Le fief consistait en général durant l'époque féodale en une tenure, une terre concédée à un vassal (le feudataire), à la charge de la foi et hommage et, éventuellement, de quelques autres devoirs envers son seigneur. Cette pratique s'est développée au Moyen Âge à la suite de l'éclatement de l'Empire carolingien, et a ensuite présidé à l'établissement d'une aristocratie foncière.

Le mot, sans doute d'origine germanique (néerl. vee « bétail », meuble source de richesses), est apparu dans le Midi à la fin du IXe siècle (fevum), avec peut-être une confusion avec le mot fiscum (qui désigne à l'époque carolingienne les grands domaines royaux), et une filiation avec beneficium, ce qui évoquerait l'origine « publique » du fief méridional (le beneficium désigne la concession d'une terre fiscale par un agent public en échange de services publics). Il s'étend ensuite aux autres formes de concessions vassaliques et se substitue au mot bénéfice.

Le fief est opposé à l'alleu, qui ne relevait d'aucun seigneur et au bien roturier qu’est la censive.

Si le fief est constitué, non d'une terre, mais des revenus de cette terre, le vassal, bénéficiaire du fief, est alors chasé sur une terre.

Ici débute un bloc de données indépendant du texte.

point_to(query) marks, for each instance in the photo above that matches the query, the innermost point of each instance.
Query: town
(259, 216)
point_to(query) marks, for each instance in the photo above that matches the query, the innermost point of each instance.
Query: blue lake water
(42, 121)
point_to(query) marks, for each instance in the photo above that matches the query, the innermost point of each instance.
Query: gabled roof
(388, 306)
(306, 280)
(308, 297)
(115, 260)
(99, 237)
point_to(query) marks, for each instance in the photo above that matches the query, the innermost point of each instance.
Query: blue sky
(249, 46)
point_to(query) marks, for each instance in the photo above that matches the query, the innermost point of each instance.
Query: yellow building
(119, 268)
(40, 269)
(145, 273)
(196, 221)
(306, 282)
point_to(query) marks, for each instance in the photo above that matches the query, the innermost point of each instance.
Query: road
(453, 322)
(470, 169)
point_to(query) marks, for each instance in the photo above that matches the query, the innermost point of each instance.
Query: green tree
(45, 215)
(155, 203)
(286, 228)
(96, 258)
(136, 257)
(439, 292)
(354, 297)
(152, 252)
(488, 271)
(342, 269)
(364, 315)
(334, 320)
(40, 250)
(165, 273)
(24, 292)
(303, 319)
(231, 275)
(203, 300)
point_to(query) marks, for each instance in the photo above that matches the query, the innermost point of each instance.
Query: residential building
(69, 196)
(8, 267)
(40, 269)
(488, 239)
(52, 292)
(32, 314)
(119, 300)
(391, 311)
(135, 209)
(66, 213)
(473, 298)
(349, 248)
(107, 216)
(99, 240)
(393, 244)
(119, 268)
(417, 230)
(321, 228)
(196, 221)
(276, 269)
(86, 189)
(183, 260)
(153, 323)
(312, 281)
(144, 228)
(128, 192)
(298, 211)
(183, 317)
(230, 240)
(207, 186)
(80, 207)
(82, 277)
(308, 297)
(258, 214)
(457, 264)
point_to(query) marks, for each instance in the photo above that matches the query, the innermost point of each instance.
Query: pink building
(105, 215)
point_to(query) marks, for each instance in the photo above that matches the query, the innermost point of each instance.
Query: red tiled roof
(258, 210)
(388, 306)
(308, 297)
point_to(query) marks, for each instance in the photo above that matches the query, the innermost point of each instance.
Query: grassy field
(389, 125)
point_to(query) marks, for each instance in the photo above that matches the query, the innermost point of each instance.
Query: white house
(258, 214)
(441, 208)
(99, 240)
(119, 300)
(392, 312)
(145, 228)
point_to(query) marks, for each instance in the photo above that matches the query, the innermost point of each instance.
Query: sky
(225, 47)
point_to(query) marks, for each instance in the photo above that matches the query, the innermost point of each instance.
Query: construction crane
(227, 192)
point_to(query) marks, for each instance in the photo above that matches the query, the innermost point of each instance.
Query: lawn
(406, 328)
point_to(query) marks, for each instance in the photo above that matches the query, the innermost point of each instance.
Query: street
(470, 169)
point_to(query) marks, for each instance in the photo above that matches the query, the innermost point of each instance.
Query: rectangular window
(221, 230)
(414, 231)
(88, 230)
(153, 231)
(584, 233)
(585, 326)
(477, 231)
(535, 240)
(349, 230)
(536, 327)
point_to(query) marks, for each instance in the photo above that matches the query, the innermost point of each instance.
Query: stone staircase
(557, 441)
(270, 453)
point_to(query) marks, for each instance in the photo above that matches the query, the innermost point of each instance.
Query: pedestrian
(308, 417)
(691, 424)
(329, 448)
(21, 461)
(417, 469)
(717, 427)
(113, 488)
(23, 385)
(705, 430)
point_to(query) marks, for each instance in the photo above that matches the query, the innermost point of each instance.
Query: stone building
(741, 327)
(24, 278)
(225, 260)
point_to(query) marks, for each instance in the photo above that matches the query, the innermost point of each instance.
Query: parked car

Le fief dans l'Antiquité tardive (IIIe-VIe siècle)[modifier | modifier le code]

Le système du fief se développe au départ dans le cadre de la clientèle privée, dans le cadre des troubles qui sévissent dans l'Empire romain au IIIe siècle. Un maître, décide de chaser[Quoi ?] des hommes qu'il emploie pour sa protection : il reste propriétaire de la terre ou de la rente qu'il concède ; par contre il aliène, pour un temps, les revenus liés à ce bien, au profit d'un homme, membre de sa clientèle[1]. Les sociétés germaniques du IIIe siècle connaissent aussi les liens d'homme à homme, un homme libre se met au service d'un autre homme libre, plus puissant que lui. Dans un premier temps, la suite ainsi formée accompagne les Potentes, comme les désigne Tacite, dans toutes leurs démarches de prestige, puis les escorte à la guerre à partir du IIIe siècle apr. J.-C. (attestée par les sources romaines).

Le fief dans le Bas-Empire[modifier | modifier le code]

La réforme administrative de Dioclétien, en créant les Comes, permet la première étape de l'immixtion de ces liens de nature privée dans la gestion de l'État. En effet, si les comtes, représentants du Princeps dans une circonscription territoriale, le diocèse, restent dépendants du pouvoir impérial, central ou médiatisé, ils recrutent leurs fonctionnaires territoriaux dans leur entourage privé. Or les invasions du IIIe siècle ont vu le renforcement des liens de clientèle romaine, donc des liens de dépendance entre libres.

Fief et fonction publique[modifier | modifier le code]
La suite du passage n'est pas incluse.